The village takes its name from one of two Native American Indian chiefs that first met British governor John White's expedition in 1585. Chief Manteo was the other. Today, Wanchese remains a key ingredient in the Outer Banks economy.
The North Carolina Seafood Industrial Park is at the village's southeastern point, just a short drive from the Highway 158 intersection, down state road 345 leading right into the village. You'll see a sign on the left directing you into the park. It's worth seeing. Here, at the mid-point of the East Coast of the United States, is a major fishing hub. Shrimp trawlers, flounder boats, huge vessels go out for weeks at a time gathering fresh seafood from waters up and down the Eastern Seaboard and the coastal and inland waterways of North Carolina. Much of the fresh catch ends up on the specials menu at our local Outer Banks restaurants. Some gets shipped packed in ice all across America.
From Wanchese, most of the great attractions of Roanoke Island and Manteo are just a few minutes drive. Roanoke Island Festival Park, the North Carolina Aquarium on Roanoke Island, Elizabethan Gardens, Fort Raleigh National Historic Site, and Bodie Island Lighthouse are all just ten to fifteen minutes away. Whether you stay in a quaint beach bed and breakfast or a rental cottage, you’ll have plenty of things to do in Wanchese.
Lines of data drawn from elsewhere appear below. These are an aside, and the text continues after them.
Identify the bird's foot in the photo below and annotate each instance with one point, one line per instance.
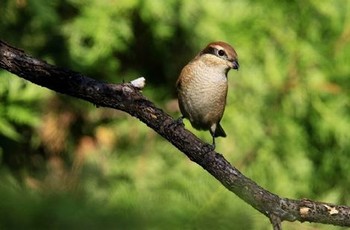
(179, 121)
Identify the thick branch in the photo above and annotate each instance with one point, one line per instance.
(127, 98)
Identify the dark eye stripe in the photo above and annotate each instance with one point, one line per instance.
(214, 51)
(209, 50)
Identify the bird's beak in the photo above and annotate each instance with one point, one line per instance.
(235, 65)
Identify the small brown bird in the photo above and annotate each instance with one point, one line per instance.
(202, 87)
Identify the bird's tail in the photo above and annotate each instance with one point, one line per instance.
(219, 131)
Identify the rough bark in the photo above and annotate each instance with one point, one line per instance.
(128, 98)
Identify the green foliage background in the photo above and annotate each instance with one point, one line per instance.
(67, 164)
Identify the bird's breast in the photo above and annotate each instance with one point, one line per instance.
(202, 95)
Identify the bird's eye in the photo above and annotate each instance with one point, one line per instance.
(221, 53)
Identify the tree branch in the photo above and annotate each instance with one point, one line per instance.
(128, 98)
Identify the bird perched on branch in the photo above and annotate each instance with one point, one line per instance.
(202, 87)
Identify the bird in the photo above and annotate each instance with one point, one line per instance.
(202, 87)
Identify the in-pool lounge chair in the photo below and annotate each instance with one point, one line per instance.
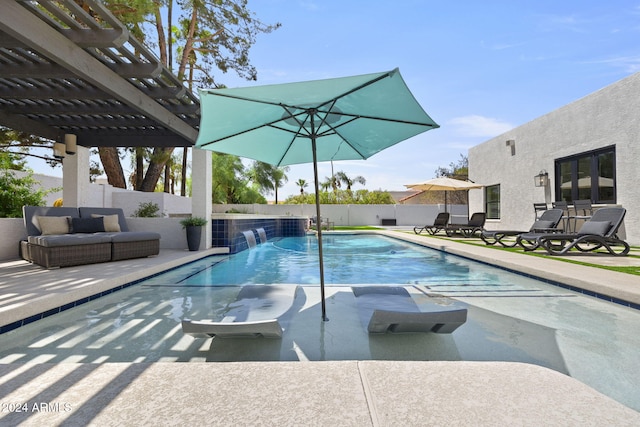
(439, 224)
(391, 309)
(547, 223)
(473, 226)
(255, 313)
(600, 231)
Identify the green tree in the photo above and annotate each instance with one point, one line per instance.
(346, 180)
(302, 184)
(230, 182)
(17, 191)
(456, 170)
(360, 197)
(198, 39)
(268, 178)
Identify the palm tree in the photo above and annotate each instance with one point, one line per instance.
(342, 177)
(302, 184)
(268, 177)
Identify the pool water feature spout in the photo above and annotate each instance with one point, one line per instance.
(262, 234)
(251, 238)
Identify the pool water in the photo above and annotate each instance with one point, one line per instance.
(510, 317)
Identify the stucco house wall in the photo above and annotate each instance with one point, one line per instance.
(608, 117)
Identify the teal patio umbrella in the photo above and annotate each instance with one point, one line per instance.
(309, 122)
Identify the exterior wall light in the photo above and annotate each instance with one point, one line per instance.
(70, 143)
(511, 143)
(542, 179)
(58, 150)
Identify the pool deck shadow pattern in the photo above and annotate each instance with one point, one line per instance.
(338, 393)
(371, 392)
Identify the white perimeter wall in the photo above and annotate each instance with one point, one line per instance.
(610, 116)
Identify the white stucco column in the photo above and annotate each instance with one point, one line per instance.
(75, 178)
(201, 187)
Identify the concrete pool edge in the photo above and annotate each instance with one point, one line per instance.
(294, 393)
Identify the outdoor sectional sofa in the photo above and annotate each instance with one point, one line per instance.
(66, 236)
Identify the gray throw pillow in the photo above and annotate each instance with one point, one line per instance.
(86, 225)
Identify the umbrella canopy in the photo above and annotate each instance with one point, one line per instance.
(334, 119)
(444, 184)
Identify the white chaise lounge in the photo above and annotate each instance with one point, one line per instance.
(255, 313)
(391, 309)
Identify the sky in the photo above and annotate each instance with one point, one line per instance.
(478, 68)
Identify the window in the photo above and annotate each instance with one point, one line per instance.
(492, 197)
(587, 176)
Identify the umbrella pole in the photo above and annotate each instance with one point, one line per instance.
(319, 229)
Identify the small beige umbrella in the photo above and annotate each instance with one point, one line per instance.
(444, 184)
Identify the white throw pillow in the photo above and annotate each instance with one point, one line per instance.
(50, 225)
(111, 223)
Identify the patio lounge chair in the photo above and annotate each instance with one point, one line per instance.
(547, 223)
(254, 313)
(391, 309)
(600, 231)
(439, 223)
(474, 225)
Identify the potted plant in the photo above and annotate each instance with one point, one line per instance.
(193, 225)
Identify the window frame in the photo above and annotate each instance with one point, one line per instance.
(492, 207)
(590, 159)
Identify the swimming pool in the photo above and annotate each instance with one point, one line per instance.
(511, 317)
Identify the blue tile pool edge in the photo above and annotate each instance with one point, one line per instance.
(19, 323)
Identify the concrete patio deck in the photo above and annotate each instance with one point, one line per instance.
(294, 393)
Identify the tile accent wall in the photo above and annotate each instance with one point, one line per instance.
(228, 232)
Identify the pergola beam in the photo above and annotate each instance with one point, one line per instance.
(27, 28)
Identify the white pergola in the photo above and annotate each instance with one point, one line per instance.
(67, 69)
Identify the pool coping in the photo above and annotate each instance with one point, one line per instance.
(609, 285)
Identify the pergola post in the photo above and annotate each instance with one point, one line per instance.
(75, 178)
(201, 188)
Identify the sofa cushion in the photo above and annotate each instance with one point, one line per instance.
(86, 225)
(134, 236)
(52, 225)
(31, 213)
(69, 239)
(111, 223)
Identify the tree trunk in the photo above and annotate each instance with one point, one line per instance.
(139, 168)
(112, 167)
(167, 177)
(183, 181)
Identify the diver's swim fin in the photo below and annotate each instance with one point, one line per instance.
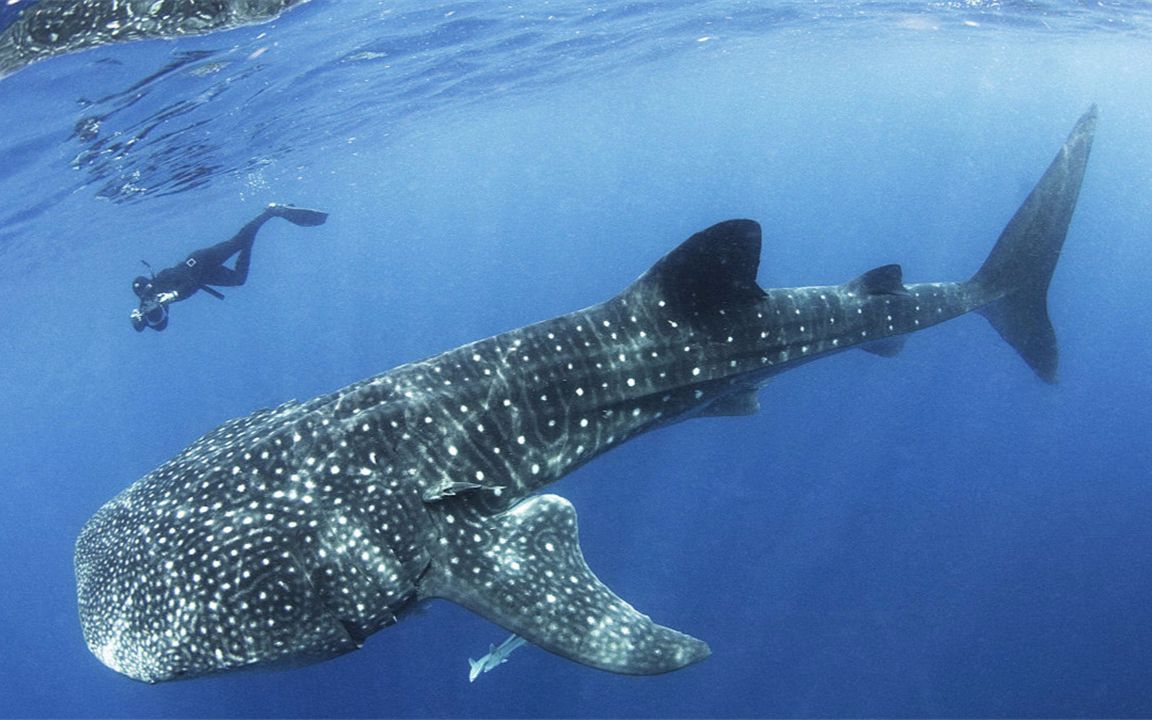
(298, 215)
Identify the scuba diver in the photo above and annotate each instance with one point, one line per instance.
(206, 267)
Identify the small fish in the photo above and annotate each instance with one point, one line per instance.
(498, 654)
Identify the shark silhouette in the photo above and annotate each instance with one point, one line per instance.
(50, 28)
(293, 533)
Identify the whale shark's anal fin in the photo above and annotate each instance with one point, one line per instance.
(523, 569)
(1016, 274)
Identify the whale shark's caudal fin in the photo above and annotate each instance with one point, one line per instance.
(523, 569)
(1014, 279)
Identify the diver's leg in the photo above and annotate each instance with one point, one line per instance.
(211, 260)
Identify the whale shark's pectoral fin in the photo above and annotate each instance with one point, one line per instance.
(523, 569)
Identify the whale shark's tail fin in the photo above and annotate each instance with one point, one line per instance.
(1014, 279)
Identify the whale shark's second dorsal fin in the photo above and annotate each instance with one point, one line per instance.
(523, 569)
(713, 268)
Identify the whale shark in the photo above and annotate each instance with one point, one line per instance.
(48, 28)
(292, 535)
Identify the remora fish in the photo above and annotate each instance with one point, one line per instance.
(292, 535)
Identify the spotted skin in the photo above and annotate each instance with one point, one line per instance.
(292, 535)
(50, 28)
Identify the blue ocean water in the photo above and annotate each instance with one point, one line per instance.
(938, 533)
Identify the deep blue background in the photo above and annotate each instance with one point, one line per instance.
(934, 535)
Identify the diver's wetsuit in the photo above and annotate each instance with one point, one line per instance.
(206, 267)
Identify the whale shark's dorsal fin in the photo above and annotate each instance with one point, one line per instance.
(523, 569)
(884, 280)
(713, 268)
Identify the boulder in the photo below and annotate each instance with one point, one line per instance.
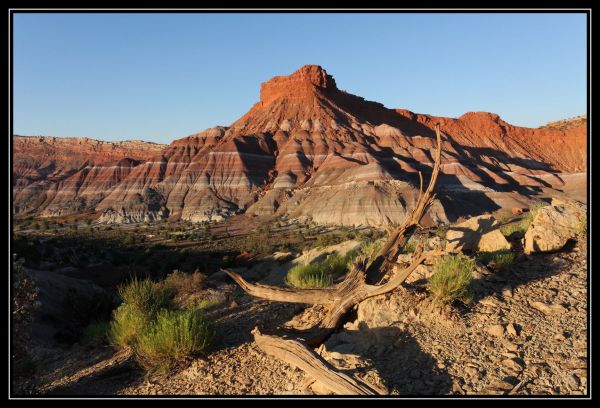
(493, 241)
(466, 235)
(553, 226)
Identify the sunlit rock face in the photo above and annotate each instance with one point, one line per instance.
(305, 149)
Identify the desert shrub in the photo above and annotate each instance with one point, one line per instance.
(320, 274)
(327, 240)
(451, 279)
(410, 247)
(370, 249)
(129, 239)
(309, 276)
(581, 227)
(519, 227)
(441, 231)
(175, 337)
(24, 302)
(82, 307)
(144, 296)
(127, 325)
(95, 334)
(179, 282)
(500, 260)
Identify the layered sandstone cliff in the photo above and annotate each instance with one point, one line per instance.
(308, 149)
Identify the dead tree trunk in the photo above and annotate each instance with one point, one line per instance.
(362, 282)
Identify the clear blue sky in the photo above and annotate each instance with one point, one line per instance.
(159, 77)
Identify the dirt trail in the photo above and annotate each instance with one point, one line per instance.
(408, 346)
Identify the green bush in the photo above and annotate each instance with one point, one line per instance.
(175, 337)
(309, 276)
(180, 282)
(144, 296)
(127, 325)
(95, 334)
(519, 227)
(320, 274)
(522, 226)
(500, 260)
(451, 279)
(410, 247)
(327, 240)
(371, 248)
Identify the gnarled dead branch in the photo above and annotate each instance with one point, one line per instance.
(298, 355)
(362, 282)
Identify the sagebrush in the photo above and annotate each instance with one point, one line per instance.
(451, 279)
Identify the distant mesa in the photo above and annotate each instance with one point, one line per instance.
(307, 150)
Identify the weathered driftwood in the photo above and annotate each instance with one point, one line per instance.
(362, 282)
(339, 300)
(298, 355)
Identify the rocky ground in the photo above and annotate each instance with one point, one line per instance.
(524, 334)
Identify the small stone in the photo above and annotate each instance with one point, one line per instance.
(512, 363)
(511, 328)
(560, 337)
(573, 382)
(511, 346)
(548, 309)
(414, 374)
(496, 330)
(471, 372)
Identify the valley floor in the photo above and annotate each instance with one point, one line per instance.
(524, 334)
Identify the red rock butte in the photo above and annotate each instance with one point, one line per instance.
(309, 150)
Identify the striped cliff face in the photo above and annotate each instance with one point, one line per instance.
(308, 149)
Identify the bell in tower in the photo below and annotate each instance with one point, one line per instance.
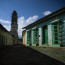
(14, 27)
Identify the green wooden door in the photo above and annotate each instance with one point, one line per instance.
(46, 35)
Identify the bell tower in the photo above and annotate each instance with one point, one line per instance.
(14, 27)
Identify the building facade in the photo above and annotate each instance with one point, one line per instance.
(14, 27)
(47, 31)
(24, 37)
(5, 37)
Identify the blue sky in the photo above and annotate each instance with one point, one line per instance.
(28, 11)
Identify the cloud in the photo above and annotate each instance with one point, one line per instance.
(22, 22)
(4, 21)
(47, 12)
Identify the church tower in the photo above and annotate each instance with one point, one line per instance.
(14, 27)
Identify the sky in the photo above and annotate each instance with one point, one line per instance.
(28, 11)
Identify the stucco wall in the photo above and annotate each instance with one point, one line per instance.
(7, 38)
(48, 23)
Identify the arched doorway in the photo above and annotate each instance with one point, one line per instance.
(44, 34)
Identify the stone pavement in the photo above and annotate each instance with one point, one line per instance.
(22, 55)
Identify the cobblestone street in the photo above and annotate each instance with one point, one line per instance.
(22, 55)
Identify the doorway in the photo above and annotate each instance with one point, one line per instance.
(45, 34)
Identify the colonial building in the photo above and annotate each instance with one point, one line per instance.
(14, 27)
(24, 37)
(5, 37)
(47, 31)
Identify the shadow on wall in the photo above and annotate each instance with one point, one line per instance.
(22, 55)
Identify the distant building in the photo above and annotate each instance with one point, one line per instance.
(47, 31)
(5, 37)
(14, 27)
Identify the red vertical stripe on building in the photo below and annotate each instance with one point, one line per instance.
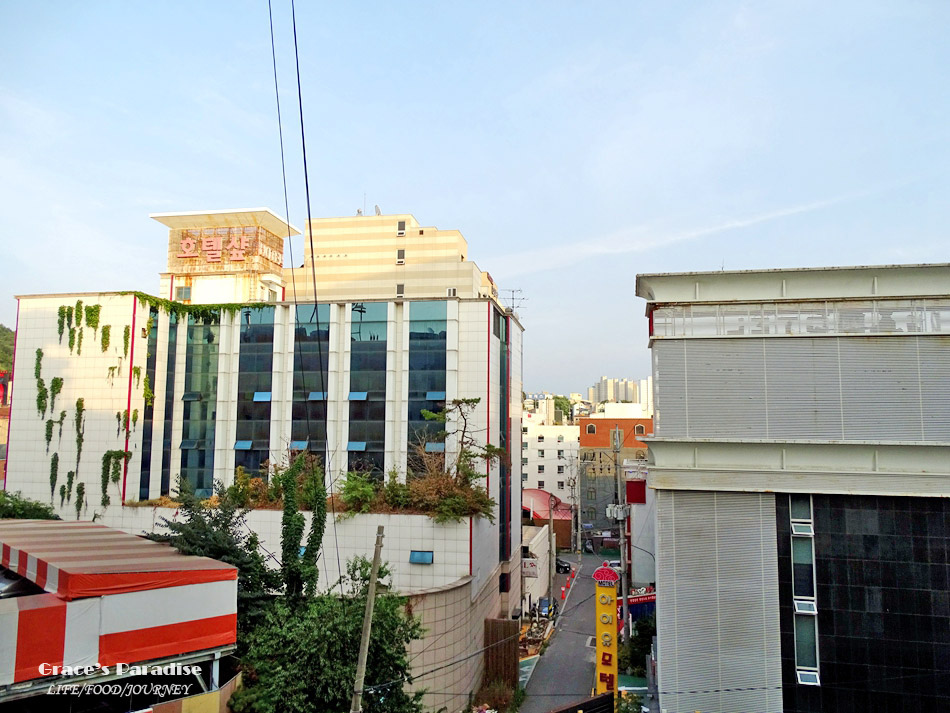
(128, 407)
(488, 399)
(9, 393)
(45, 614)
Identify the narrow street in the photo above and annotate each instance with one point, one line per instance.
(565, 672)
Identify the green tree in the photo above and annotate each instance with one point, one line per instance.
(563, 404)
(220, 532)
(15, 506)
(302, 659)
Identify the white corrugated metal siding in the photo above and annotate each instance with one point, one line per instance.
(717, 608)
(822, 388)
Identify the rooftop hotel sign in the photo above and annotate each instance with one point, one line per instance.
(247, 248)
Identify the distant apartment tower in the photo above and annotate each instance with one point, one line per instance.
(801, 463)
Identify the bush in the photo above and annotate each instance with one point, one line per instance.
(358, 492)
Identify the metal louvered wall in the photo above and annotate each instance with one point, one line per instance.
(822, 388)
(718, 618)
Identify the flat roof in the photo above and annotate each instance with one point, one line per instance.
(85, 559)
(231, 218)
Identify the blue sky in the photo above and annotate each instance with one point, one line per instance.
(573, 144)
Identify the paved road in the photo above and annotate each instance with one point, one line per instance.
(566, 671)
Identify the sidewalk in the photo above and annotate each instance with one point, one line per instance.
(565, 672)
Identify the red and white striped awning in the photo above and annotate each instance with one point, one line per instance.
(111, 597)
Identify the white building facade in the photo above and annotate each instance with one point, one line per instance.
(129, 392)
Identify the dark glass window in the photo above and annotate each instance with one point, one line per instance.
(368, 333)
(198, 421)
(255, 366)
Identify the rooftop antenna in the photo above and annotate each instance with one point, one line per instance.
(514, 299)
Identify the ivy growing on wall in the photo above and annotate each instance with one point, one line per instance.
(53, 475)
(80, 410)
(147, 393)
(205, 314)
(112, 471)
(42, 396)
(80, 498)
(92, 316)
(55, 386)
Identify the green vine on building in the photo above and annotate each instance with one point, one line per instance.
(112, 471)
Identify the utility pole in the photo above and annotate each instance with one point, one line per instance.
(551, 556)
(357, 703)
(617, 438)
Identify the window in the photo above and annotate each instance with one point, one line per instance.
(803, 590)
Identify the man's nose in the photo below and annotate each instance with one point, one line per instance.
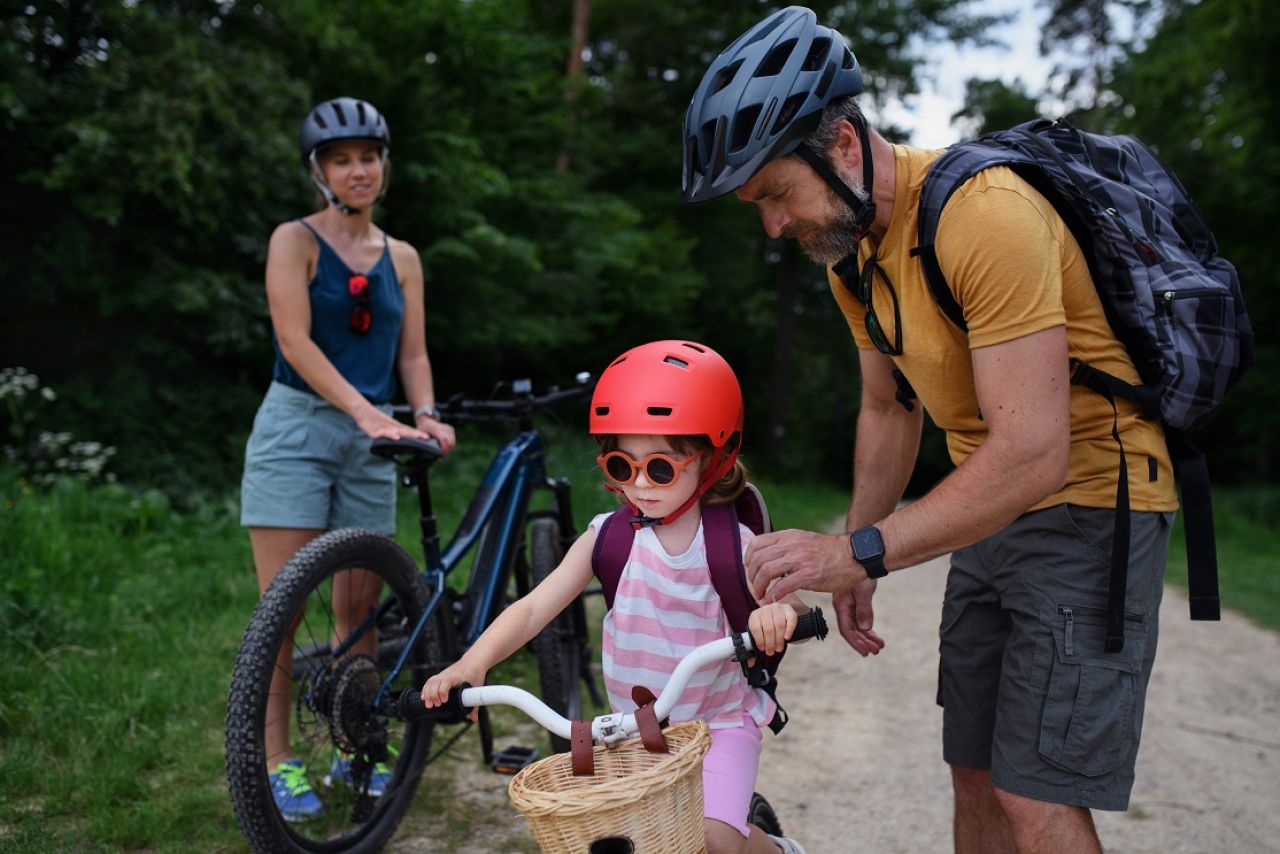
(773, 222)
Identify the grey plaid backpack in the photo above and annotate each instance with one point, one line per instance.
(1170, 300)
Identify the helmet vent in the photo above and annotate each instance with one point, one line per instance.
(763, 30)
(709, 136)
(726, 76)
(817, 53)
(743, 124)
(691, 155)
(827, 76)
(776, 59)
(789, 109)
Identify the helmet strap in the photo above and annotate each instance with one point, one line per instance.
(864, 211)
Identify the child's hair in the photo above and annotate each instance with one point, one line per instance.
(722, 492)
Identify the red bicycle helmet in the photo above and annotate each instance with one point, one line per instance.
(672, 388)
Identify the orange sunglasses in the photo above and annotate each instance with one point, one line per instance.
(661, 469)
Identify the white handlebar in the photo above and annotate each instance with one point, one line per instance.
(616, 726)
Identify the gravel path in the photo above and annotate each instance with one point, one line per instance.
(859, 768)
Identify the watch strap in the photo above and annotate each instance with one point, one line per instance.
(871, 560)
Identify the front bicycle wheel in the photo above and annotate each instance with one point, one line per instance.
(561, 645)
(306, 685)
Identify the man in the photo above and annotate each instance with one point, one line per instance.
(1041, 725)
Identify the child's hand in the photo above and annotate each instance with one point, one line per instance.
(771, 625)
(437, 689)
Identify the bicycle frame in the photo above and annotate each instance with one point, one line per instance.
(496, 517)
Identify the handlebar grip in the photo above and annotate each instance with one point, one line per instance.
(810, 625)
(410, 707)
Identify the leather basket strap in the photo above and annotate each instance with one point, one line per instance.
(650, 731)
(580, 749)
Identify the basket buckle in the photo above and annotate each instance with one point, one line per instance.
(609, 727)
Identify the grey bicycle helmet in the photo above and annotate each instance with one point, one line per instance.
(336, 120)
(342, 118)
(760, 97)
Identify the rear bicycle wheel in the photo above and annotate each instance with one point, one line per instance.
(561, 645)
(762, 814)
(323, 703)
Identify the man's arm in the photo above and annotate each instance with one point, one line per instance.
(887, 442)
(1023, 392)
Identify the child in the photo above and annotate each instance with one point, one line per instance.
(668, 418)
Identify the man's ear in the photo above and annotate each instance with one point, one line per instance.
(848, 147)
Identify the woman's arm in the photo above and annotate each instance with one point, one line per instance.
(412, 361)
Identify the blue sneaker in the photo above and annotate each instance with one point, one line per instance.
(295, 797)
(341, 772)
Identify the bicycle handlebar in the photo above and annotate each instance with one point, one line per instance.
(606, 727)
(524, 402)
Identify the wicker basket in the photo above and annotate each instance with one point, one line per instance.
(653, 799)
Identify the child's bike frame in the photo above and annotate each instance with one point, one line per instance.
(342, 689)
(613, 727)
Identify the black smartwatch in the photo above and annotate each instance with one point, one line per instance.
(869, 551)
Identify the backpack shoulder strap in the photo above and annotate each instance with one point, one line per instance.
(725, 563)
(752, 510)
(612, 549)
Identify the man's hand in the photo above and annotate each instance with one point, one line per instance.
(792, 560)
(855, 619)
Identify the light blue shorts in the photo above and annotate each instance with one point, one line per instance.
(307, 465)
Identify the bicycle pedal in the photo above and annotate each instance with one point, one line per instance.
(511, 759)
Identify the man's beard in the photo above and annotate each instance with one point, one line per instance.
(833, 241)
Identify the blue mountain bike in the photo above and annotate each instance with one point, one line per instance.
(342, 689)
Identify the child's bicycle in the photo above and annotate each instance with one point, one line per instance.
(625, 795)
(342, 721)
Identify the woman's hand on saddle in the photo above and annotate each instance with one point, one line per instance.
(379, 425)
(438, 430)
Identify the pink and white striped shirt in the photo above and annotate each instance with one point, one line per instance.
(664, 606)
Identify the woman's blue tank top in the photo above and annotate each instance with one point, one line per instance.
(368, 361)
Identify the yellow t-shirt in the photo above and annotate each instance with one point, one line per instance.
(1015, 269)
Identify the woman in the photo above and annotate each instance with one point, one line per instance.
(347, 318)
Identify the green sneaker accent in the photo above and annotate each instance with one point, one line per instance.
(293, 795)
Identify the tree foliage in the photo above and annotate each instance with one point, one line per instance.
(151, 147)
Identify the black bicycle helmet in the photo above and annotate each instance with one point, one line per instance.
(760, 97)
(336, 120)
(342, 118)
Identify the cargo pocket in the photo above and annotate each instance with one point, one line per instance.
(277, 430)
(1088, 722)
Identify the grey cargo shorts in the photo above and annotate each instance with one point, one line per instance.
(1024, 684)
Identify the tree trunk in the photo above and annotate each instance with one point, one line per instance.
(784, 346)
(574, 77)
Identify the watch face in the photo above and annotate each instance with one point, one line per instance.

The North Carolina Aquarium is home to a 285,000-gallon tank anchors exhibits filled with fish and creatures found here on the Outer Banks and the inland waters that make their way here – and Island Farm – a living-history museum full of lovingly-restored buildings and staffed by costumed interpreters who tell the story of life on the Outer Banks in the mid-1800s. The Mothervine, the oldest cultivated grapevine in the U.S., grows near the water’s edge, and though there’s no tasting room attached, wine enthusiasts, history buffs, and just about anyone with a green thumb will want to take a look at the thick, gnarled trunk of this centuries-old vine.
Venture to the south end of the island where the commercial fishing fleet and a few charter boats bring in their haul. While you’re there, grab something to eat and something to cook later from O’Neal’s Sea Harvest, a local favorite fish market and restaurant operated by one of the long-time Outer Banks families. There are small communities of devoted locals, a few places to gas up and grab supplies, a great grill tucked away in a gas station, and your last chance to grab some local seafood before heading home. You’ll also find the Alligator River National Wildlife Refuge – a 152,000-acre wildlife refuge full of deer, black bears, migratory birds, alligators, and even red wolves – where you can look for critters along their wildlife drive, go for a kayak, or hike nearby.